Маковски повернулся и посмотрел на него. Его желтое лицо расплылось в нездоровой улыбке: глаза были темные и пустые, как осушенные пруды.
— Вы знаете кто. И ей не понравится, что вы здесь.
Сакс больше не улыбался. Если он когда-то и испытывал что-то похожее на страх, то это был тот самый момент.
Люди на плоту ждали ужасов, больших и маленьких, безумия в каждом цвете радужного спектра и в тех, что вне его, потому что, несмотря на непринужденность их разговора, в глубине души каждый из них думал о смерти, ждал, что она придет либо из моря, либо из тумана, а может, отовсюду сразу. Они не знали, какую форму может принять смерть, лишь что она будет страшной и гигантской в момент своего появления.

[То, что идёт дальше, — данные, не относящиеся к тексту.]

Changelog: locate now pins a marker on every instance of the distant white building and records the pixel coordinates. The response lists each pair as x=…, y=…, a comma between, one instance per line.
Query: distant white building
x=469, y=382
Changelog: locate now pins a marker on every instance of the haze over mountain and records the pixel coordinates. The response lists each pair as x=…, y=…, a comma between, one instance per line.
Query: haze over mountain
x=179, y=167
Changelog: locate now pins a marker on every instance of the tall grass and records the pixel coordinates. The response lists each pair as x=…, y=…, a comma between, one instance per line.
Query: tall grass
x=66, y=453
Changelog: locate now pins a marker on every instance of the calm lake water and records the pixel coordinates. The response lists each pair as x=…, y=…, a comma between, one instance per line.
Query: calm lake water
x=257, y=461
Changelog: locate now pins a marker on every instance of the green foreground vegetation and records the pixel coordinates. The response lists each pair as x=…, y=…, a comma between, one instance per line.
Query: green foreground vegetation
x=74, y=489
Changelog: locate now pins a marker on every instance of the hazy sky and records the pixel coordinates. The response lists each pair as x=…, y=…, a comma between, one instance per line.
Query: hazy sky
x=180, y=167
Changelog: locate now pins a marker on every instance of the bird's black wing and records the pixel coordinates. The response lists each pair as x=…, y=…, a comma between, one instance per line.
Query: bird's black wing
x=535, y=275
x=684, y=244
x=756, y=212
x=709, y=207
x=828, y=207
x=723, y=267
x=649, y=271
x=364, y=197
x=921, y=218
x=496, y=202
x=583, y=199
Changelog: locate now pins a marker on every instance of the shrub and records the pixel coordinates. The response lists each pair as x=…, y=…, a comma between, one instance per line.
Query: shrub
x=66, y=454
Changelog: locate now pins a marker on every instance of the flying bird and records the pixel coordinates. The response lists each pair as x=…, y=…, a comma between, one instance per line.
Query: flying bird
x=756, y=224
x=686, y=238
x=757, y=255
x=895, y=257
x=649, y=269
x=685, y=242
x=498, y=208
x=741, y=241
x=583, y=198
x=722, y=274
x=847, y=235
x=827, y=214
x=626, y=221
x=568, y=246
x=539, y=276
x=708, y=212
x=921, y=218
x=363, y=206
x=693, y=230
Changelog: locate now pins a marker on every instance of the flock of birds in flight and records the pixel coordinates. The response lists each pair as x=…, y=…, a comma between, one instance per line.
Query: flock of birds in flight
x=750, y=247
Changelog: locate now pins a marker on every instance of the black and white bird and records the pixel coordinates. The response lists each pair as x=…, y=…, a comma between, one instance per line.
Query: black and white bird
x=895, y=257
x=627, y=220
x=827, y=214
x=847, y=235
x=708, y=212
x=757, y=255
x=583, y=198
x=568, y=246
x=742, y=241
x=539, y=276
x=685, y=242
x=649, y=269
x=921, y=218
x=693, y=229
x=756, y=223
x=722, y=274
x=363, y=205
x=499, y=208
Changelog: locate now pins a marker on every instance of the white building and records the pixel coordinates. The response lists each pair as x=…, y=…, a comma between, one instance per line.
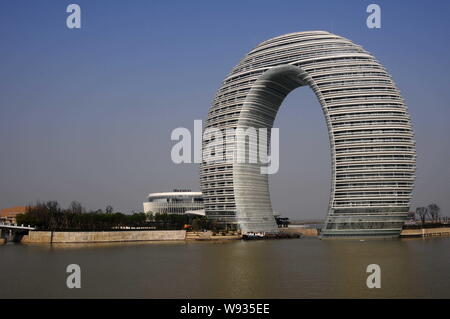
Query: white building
x=176, y=202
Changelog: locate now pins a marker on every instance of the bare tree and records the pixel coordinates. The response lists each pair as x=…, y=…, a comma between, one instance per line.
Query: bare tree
x=434, y=210
x=76, y=207
x=109, y=209
x=422, y=212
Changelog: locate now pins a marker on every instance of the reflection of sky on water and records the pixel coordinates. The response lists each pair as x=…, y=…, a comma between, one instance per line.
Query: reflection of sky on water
x=305, y=268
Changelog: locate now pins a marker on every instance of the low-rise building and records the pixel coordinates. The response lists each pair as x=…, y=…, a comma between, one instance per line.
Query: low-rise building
x=8, y=215
x=182, y=201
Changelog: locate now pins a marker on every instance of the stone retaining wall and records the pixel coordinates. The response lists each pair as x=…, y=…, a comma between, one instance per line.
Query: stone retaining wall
x=107, y=236
x=425, y=232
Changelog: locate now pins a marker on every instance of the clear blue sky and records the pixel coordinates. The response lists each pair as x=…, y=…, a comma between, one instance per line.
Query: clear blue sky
x=87, y=114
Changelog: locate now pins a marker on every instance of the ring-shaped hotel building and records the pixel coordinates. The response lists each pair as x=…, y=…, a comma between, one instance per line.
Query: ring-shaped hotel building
x=370, y=133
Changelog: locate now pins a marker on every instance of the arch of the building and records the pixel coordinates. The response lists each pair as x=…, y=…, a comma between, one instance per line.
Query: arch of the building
x=371, y=138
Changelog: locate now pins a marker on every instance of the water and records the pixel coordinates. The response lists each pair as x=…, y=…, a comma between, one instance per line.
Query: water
x=296, y=268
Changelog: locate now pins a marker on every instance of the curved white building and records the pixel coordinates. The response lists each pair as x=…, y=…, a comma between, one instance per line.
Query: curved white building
x=371, y=138
x=176, y=202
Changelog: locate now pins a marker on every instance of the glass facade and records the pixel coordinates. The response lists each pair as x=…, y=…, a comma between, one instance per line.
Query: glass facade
x=370, y=132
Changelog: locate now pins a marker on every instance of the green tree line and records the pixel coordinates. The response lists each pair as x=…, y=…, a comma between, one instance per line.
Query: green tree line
x=50, y=216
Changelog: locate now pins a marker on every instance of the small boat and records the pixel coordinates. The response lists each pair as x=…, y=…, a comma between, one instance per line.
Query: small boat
x=253, y=236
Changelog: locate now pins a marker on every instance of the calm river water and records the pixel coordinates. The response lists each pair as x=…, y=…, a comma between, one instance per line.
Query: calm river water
x=296, y=268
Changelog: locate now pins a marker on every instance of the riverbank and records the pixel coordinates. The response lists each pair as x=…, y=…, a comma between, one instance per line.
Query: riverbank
x=49, y=237
x=426, y=232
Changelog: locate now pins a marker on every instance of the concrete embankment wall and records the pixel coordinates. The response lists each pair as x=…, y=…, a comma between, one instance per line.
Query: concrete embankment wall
x=301, y=230
x=107, y=236
x=425, y=232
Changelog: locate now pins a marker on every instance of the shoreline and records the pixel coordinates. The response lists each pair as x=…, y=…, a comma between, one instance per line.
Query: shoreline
x=65, y=237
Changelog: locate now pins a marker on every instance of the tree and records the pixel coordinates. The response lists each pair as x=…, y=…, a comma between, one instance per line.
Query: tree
x=76, y=207
x=109, y=209
x=434, y=210
x=422, y=212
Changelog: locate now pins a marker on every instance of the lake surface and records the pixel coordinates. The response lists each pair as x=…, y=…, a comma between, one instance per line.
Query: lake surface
x=295, y=268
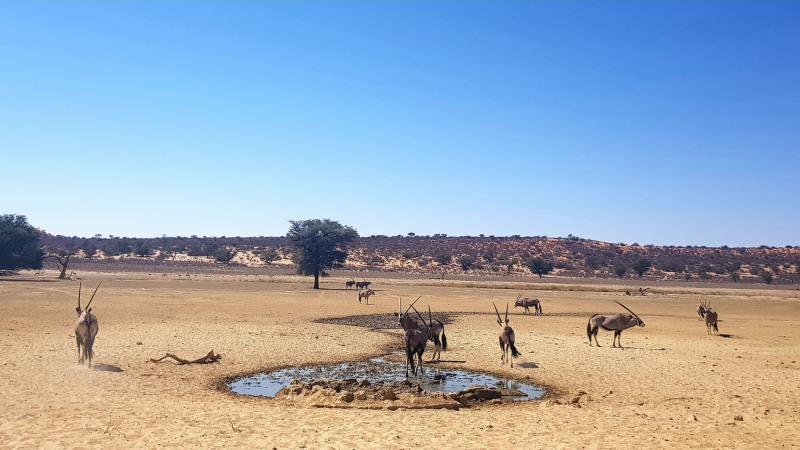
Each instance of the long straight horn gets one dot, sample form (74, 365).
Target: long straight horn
(411, 305)
(95, 291)
(421, 318)
(620, 304)
(499, 320)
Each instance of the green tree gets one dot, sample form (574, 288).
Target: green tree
(267, 256)
(320, 244)
(466, 263)
(20, 246)
(225, 254)
(641, 267)
(539, 266)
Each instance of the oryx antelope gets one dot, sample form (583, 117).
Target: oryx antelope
(365, 294)
(85, 329)
(528, 303)
(711, 322)
(702, 309)
(615, 322)
(416, 339)
(506, 338)
(437, 335)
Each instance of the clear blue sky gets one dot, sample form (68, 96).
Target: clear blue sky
(664, 123)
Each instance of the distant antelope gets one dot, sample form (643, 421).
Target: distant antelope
(615, 322)
(437, 335)
(506, 338)
(365, 294)
(711, 322)
(85, 329)
(416, 339)
(527, 303)
(702, 309)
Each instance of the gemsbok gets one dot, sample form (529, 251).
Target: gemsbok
(506, 338)
(85, 329)
(416, 339)
(528, 303)
(711, 322)
(437, 335)
(615, 322)
(365, 294)
(702, 309)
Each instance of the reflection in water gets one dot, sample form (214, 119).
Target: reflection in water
(378, 370)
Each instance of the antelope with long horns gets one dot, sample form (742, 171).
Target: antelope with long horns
(528, 303)
(711, 321)
(85, 329)
(416, 339)
(506, 338)
(615, 322)
(703, 309)
(437, 335)
(365, 294)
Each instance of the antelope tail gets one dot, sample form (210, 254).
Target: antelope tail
(444, 338)
(410, 355)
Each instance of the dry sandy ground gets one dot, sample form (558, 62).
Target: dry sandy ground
(640, 396)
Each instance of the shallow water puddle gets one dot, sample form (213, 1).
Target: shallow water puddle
(379, 370)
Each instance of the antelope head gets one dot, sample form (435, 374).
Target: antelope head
(400, 314)
(639, 322)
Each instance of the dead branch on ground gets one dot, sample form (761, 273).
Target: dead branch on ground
(209, 358)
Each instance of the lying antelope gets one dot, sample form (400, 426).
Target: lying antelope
(711, 322)
(527, 303)
(615, 322)
(365, 294)
(703, 309)
(506, 338)
(437, 335)
(85, 329)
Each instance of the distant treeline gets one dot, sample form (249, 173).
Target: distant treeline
(569, 256)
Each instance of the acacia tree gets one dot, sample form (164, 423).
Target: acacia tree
(466, 263)
(540, 266)
(62, 257)
(320, 244)
(641, 267)
(20, 247)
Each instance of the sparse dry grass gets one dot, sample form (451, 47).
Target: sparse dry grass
(637, 397)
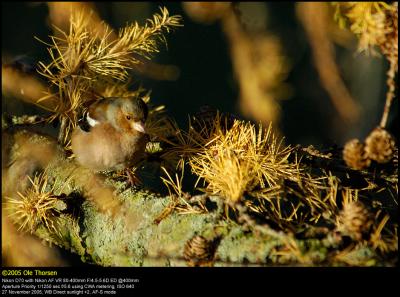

Гослинг и Джордж гребли, а Кушинг нес вахту.
Старший помощник беспокоился за них, хотя никогда не сказал бы об этом вслух, беспокоился за их физическое состояние, а особенно — за моральное, потому что человеческий разум может терпеть лишь до определенного предела, так же как человек может выпить и удержать в животе лишь определенное количество воды, пока та не польется наружу. И сейчас Гослинг думал, что свалившийся им на плечи груз становится слишком тяжелым.
Кушинг, казалось, достаточно хорошо со всем справлялся. Он обладал дисциплинированным, научным мышлением. Независимо от того, насколько ужасными были твари из тумана, дома, в кругу коллег, Кушинг смог бы дать им вполне рационалистическое объяснение. Он даже утверждал, что гигантская студенистая тварь на самом деле была обычной медузой, а не каким-то там адским монстром.
А еще был Джордж, по классификации Гослинга жесткий и здравомыслящий человек. Он казался довольно выносливым благодаря оптимистичному взгляду на жизнь, который тем не менее постепенно менялся в худшую сторону: то же самое происходило со старшим помощником. По Джорджу было заметно, что он на грани, хотя сам он вряд ли бы в этом признался. Гослинг его не винил: он сам чувствовал себя точно так же.